Face-off: Japan Times interns model the wide array of beauty masks now available in Japan.
A wise woman once said that beauty is pain, but that doesn’t mean that it has to be boring. With designer face masks, even the simple act of skin moisturizing can become fun.
Face masks rose to popularity after the 2011 Korean BB Cream craze. Over the past four years, the “lazy girl” alternative to traditional, time-consuming facials has been gaining prominence worldwide. Coated in serums containing everything from collagen and hyaluronic acid to more adventurous ingredients such as snail extract, these face masks claim to moisturize and brighten one’s skin.
To stand out, face mask makers gradually started to experiment with different designs, such as cute pandas or classic kabuki makeup. Inspired by Japanese cosplay (“costume play”), they serve not only as a beauty essential, but also as fun way to remake yourself, if only for 15 to 20 minutes.
These face masks seemed to hit their stride this year. According to a PR representative from beauty company Pure Smile, design face masks first came to being when faced with the question of how to make regular, white face masks more attractive.
Fashion icon Kansai Yamamoto was recruited to design a line of colorful kabuki- themed face masks in March, and beauty company Pure Smile recently teamed up with special makeup artist JIRO to concoct three ghoulish designs for their “Art Mask” line. Prisoner No. 0, Test Subject No. 13 and Type A Zombie were released in early June.

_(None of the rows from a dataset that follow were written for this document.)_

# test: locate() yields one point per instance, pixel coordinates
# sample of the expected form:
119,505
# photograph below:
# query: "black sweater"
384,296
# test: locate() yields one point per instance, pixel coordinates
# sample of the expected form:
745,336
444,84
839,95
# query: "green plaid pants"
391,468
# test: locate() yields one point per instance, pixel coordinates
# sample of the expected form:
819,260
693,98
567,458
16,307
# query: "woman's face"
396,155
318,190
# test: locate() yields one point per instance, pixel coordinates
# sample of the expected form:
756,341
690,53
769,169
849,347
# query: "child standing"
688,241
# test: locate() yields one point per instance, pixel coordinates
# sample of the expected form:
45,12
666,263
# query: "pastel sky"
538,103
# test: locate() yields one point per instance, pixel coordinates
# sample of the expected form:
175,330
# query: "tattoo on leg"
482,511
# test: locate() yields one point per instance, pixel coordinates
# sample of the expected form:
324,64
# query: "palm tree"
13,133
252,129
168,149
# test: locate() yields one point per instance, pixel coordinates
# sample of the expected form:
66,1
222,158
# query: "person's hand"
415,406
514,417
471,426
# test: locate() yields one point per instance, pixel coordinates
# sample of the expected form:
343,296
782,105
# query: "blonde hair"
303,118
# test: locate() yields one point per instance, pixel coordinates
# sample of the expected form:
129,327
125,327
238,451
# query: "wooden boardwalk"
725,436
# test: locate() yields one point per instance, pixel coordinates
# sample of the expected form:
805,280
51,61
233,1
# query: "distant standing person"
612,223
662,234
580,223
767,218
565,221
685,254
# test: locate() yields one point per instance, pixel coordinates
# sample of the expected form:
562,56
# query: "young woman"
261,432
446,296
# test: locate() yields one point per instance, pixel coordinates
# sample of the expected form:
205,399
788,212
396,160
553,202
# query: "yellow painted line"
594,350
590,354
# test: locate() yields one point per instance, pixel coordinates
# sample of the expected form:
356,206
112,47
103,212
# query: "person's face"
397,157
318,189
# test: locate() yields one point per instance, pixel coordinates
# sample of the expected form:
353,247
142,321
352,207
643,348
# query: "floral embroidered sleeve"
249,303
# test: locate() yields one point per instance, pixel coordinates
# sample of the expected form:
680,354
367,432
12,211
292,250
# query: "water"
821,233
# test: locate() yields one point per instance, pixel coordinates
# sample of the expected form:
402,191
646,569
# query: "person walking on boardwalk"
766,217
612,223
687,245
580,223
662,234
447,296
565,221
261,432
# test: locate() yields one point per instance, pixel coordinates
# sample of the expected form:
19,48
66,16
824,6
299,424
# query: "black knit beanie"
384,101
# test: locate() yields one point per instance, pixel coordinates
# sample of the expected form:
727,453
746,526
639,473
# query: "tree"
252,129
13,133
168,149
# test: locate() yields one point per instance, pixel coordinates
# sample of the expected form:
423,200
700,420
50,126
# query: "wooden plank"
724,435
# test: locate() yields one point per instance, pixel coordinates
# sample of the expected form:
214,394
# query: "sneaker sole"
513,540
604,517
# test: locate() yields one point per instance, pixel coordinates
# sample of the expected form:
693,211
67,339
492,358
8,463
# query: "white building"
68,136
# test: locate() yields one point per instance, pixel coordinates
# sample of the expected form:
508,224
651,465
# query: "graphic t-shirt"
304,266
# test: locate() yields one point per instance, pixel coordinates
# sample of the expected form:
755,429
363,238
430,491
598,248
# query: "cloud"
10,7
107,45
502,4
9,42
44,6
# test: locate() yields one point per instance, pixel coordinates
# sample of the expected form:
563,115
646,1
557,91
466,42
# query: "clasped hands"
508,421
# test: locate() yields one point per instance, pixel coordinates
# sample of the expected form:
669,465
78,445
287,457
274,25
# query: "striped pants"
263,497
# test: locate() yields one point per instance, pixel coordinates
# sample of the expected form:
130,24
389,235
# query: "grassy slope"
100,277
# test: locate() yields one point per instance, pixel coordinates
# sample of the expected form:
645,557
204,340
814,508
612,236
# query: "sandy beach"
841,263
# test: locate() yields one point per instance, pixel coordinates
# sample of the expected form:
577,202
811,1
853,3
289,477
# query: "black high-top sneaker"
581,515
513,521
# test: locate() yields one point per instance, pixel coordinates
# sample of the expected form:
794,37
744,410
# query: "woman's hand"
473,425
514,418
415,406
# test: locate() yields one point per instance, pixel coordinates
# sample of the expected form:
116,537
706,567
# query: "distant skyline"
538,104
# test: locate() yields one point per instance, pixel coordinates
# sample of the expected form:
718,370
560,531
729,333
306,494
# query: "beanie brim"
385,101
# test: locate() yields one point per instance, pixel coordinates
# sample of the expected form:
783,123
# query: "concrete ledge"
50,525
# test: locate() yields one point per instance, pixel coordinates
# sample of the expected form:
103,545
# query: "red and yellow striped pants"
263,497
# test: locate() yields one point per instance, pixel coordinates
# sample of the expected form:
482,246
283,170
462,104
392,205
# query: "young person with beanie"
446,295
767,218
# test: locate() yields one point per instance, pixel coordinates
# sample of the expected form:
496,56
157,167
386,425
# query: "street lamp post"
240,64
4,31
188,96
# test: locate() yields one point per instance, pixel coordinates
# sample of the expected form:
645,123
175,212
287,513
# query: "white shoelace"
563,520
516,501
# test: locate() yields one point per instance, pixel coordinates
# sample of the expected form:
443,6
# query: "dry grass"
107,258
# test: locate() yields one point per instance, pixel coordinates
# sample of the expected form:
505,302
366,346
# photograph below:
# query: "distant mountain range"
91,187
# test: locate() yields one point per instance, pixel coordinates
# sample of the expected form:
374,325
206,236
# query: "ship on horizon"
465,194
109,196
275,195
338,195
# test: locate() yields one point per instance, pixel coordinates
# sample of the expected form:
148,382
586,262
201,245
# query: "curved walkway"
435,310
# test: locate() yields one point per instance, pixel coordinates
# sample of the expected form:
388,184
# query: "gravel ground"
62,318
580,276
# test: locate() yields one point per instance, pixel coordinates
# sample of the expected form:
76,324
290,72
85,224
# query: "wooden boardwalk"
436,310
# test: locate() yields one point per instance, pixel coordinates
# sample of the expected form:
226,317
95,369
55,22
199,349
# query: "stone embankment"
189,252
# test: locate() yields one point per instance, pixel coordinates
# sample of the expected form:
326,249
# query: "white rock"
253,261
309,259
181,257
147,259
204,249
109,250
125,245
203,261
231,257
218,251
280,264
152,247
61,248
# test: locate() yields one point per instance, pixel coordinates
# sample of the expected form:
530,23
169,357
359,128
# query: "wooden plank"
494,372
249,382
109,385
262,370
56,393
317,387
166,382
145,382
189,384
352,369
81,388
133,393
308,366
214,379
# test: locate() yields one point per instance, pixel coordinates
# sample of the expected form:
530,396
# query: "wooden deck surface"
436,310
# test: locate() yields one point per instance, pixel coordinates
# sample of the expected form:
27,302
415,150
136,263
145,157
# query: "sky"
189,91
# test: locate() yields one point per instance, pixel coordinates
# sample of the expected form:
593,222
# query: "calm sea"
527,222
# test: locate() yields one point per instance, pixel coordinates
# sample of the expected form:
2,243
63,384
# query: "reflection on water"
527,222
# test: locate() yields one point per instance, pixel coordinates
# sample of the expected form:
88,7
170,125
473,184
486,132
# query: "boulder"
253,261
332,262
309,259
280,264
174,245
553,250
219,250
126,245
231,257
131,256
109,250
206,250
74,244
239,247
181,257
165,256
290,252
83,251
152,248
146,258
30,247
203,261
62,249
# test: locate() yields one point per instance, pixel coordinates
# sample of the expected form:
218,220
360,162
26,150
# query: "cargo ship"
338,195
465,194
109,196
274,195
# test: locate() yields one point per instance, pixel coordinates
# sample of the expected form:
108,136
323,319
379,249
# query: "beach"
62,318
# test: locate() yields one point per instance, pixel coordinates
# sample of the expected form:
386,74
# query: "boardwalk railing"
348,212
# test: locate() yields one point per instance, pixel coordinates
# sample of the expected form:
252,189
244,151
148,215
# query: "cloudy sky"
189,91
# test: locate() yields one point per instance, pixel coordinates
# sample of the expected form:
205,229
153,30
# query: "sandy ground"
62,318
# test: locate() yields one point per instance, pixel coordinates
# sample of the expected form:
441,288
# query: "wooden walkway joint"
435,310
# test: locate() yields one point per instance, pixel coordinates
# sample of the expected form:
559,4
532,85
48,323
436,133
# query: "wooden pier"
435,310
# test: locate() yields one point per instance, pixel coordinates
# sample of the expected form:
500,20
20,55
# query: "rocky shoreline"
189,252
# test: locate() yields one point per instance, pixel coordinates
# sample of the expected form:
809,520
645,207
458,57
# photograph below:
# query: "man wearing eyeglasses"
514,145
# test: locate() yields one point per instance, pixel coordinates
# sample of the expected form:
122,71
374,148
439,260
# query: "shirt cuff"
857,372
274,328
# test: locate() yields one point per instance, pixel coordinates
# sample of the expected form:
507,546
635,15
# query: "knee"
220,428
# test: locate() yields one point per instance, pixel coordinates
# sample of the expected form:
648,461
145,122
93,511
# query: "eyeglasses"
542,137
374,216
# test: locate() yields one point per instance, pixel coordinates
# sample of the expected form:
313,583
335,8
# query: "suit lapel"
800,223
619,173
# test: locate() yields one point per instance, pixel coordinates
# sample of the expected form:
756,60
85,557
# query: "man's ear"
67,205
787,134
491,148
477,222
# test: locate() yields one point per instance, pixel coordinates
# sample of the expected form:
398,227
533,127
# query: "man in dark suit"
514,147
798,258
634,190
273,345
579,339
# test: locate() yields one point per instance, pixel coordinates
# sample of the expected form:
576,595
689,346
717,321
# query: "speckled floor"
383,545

Artist JIRO is already well known for his makeup skills that have transformed models from animals to aliens. In the latest installation to the Pure Smile “Art Mask,” line JIRO lives up to his name by making face masks that nobody would be afraid to answer the door with.

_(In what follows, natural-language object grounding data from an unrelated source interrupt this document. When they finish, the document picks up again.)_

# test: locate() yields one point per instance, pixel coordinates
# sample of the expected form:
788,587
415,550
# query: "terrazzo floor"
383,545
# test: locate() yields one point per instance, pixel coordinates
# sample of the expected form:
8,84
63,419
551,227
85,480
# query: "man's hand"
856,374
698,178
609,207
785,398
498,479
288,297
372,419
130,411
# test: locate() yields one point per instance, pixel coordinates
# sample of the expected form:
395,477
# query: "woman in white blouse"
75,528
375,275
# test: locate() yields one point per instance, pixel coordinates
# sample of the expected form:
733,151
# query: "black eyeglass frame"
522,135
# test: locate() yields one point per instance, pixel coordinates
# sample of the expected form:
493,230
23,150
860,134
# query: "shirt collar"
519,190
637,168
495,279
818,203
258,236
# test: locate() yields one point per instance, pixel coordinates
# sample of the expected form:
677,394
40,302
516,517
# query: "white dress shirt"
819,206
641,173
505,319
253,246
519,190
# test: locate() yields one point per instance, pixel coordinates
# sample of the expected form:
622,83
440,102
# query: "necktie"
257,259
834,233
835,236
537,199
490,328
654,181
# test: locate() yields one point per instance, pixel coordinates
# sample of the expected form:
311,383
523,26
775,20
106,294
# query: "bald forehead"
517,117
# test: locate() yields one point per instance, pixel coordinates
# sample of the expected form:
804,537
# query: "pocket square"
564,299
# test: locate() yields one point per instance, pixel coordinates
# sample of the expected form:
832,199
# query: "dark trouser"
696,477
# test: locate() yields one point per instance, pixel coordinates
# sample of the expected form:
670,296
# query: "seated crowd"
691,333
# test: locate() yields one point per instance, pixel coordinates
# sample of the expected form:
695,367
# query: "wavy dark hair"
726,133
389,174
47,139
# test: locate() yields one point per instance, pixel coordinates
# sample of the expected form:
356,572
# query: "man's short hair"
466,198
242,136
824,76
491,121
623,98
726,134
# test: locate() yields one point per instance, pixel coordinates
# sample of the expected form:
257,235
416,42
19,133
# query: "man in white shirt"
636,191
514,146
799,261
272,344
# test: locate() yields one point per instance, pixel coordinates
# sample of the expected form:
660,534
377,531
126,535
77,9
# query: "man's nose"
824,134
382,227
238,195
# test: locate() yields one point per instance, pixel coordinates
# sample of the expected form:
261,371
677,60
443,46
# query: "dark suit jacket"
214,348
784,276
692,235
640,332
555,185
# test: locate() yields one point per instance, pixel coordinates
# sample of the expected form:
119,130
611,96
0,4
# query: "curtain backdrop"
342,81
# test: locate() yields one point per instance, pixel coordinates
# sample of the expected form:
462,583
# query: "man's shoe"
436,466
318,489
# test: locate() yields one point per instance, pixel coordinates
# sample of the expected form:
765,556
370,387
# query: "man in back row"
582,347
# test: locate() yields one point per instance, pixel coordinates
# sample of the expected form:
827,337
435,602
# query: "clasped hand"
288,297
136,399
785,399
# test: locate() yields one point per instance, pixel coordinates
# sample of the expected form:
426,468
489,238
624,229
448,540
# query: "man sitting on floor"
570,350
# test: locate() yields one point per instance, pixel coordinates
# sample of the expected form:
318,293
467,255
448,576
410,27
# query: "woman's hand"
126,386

Even Japan’s favorite pear fairy Funassyi has made his mark on the designer face-mask trend, with a limited-edition Funassyi face mask included in one of Pure Smile’s face mask packs.

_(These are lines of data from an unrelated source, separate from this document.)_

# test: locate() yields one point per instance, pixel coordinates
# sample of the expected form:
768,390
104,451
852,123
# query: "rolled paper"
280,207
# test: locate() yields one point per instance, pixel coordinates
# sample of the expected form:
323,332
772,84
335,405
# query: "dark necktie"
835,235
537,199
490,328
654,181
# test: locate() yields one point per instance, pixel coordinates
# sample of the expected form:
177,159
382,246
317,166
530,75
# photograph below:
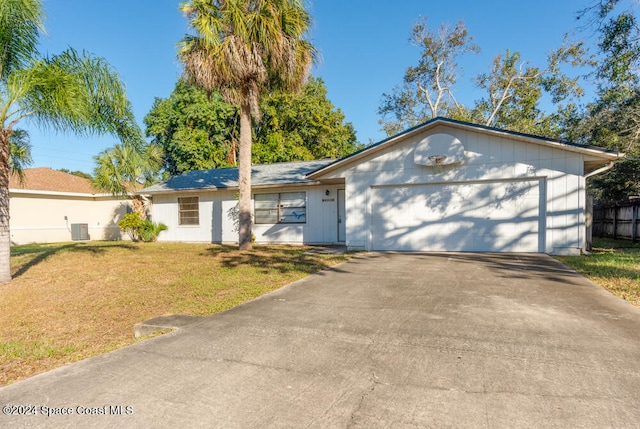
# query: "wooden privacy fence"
617,220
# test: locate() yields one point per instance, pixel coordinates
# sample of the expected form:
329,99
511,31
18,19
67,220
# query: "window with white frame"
188,211
283,207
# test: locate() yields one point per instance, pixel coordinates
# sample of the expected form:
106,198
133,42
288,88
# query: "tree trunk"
244,178
5,235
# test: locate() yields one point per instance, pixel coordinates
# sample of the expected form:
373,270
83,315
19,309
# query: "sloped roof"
46,179
598,154
284,173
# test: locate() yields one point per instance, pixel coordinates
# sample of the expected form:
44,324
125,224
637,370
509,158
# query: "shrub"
149,231
139,229
130,224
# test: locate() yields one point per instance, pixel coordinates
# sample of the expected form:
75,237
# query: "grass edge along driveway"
70,301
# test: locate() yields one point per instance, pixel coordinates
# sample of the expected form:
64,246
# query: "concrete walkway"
384,340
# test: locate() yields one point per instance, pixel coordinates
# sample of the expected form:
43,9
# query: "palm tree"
71,91
244,49
126,168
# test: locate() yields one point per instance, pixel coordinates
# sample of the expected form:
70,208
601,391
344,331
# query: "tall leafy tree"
515,88
71,91
199,131
196,131
244,49
302,126
125,168
427,88
613,119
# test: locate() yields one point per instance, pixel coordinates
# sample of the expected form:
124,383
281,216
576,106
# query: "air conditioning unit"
79,231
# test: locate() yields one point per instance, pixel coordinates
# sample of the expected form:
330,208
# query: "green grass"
613,264
70,301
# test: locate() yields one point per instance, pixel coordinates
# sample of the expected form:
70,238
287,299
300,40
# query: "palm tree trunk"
244,178
5,235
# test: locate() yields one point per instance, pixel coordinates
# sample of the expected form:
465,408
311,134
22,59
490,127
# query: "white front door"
342,230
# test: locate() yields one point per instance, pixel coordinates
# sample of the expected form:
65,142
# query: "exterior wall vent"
79,231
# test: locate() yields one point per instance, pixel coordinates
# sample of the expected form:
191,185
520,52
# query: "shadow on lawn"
40,253
283,259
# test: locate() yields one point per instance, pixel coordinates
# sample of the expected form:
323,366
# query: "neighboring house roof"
280,174
596,155
48,180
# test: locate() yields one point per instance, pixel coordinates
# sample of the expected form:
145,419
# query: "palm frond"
21,22
19,152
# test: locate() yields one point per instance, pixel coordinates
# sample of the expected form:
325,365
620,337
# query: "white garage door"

Of course, there is a built-in marketing value here. Once a private matter, the design mask begs for a selfie to be shared.
Pure Smile is even holding an Art Mask Photo Contest. Art mask enthusiasts can post their pictures to Instagram or Twitter with the hashtag #アートマスクコンテスト, and Pure Smile will select the winners.
What is the grand prize? Nothing other than a year’s supply of Pure Smile art masks!